When I think about the many historical traditions that make up fly fishing culture, images of dry fly fishing for trout quickly come to mind. Dry fly fishing is truly an artistic pursuit, and for me, it is the most enjoyable part of the fly fishing experience. In Michigan, we are blessed with hundreds of miles of quality trout water and several months of quality hatch-matching opportunities.
The Hexagenia limbata hatch is probably the most anticipated hatch in Michigan. The Hex hatch means big flies and big fish, but this is also the busiest time of the year on our trout waters. As angling effort increases, our trout have a tendency to become more selective in their feeding behavior. Due to the increasing fishing pressure I was experiencing, I began experimenting with more elaborate fly designs to fish during the hatch. My goal was to come up with a fly that was completely different from anything else available on the market; a fly that I could fish with absolute confidence in any situation; and more importantly, a Hex pattern that consistently produces during the daytime when the bugs are typically not present on the water.
The All Day Hex Dun has been, hands down, my best Hex pattern for a while now, and it has performed in every situation. An earlier version I was fishing was made with real deer hair and other vulnerable natural materials. The problem with the natural materials was primarily durability. The natural materials just didn’t hold up as well in the mouth of a fish with more than a few teeth. After playing with foam and detached body pins, I was able to fine tune more realistic fly sizes and profiles. I was impressed with how much better the foam flies actually fished.

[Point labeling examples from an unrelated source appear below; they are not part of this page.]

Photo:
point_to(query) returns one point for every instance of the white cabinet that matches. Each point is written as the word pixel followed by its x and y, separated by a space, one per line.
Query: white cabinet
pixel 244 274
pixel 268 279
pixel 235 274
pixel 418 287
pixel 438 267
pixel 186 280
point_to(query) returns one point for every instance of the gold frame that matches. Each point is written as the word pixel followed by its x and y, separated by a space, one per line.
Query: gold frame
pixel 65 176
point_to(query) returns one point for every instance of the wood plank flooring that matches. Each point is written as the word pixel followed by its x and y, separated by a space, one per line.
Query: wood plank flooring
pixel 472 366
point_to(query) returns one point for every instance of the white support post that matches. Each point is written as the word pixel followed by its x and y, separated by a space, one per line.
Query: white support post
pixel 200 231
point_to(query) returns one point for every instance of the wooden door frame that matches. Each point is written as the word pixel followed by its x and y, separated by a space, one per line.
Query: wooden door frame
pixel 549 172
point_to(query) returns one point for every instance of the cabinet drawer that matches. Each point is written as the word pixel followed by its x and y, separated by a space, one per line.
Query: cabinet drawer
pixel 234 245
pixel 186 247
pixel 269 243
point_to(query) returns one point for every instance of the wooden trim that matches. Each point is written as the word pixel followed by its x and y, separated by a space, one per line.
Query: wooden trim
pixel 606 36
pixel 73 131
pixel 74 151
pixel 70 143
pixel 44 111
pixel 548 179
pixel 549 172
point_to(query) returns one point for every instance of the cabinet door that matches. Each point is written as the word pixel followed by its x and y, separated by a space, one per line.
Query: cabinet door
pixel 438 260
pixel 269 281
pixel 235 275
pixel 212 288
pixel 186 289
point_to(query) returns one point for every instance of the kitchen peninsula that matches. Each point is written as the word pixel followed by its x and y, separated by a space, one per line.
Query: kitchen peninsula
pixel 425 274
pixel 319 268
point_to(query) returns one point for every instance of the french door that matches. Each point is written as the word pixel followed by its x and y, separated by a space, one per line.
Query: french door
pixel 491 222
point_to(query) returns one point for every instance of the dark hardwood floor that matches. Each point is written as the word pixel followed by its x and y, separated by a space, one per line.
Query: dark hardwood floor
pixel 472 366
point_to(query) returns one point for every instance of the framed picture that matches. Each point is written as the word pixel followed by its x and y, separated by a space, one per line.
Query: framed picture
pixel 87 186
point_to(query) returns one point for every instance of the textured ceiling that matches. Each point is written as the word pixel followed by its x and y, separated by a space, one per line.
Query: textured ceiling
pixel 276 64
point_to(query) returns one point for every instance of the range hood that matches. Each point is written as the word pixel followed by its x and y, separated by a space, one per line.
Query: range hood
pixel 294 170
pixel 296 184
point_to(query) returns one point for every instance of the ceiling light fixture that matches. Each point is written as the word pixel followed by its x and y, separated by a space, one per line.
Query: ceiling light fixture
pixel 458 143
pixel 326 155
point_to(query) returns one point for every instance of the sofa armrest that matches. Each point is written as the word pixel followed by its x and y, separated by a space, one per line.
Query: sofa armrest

The combination of the foam and moose body hair not only provided a realistic silhouette, but also proved to be tremendously durable. Simply put, I love this fly and it just flat out fishes! The success of this fly over multiple seasons with variable conditions led me down a path of expansion. I knew I had to have flies in this template for the Isonychia and Brown Drake hatches as well. Thus began the evolution of the All Day Dun series.
Tying: (Stonfo) Detached Body Pin
Hook: Gamakatsu B10S Stinger Size 8
Thread: Uni-Thread Yellow 6/0
Tail: Moose Body Hair
Body: Cream, Tan, or Yellow 2mm Fly Foam
Marker: Prismacolor Canary Yellow and Dark Brown
Hackle: Whiting ® High and Dry Hackles, 1 Cree and 1 Grizzly dyed Golden Straw
Wing: White Deer Belly Hair
01. Cut two tapered foam pieces.
02. Place the Detached Body Tool in the vise and attach the thread as shown. Leave the thread tag long. Do not cut the thread tag.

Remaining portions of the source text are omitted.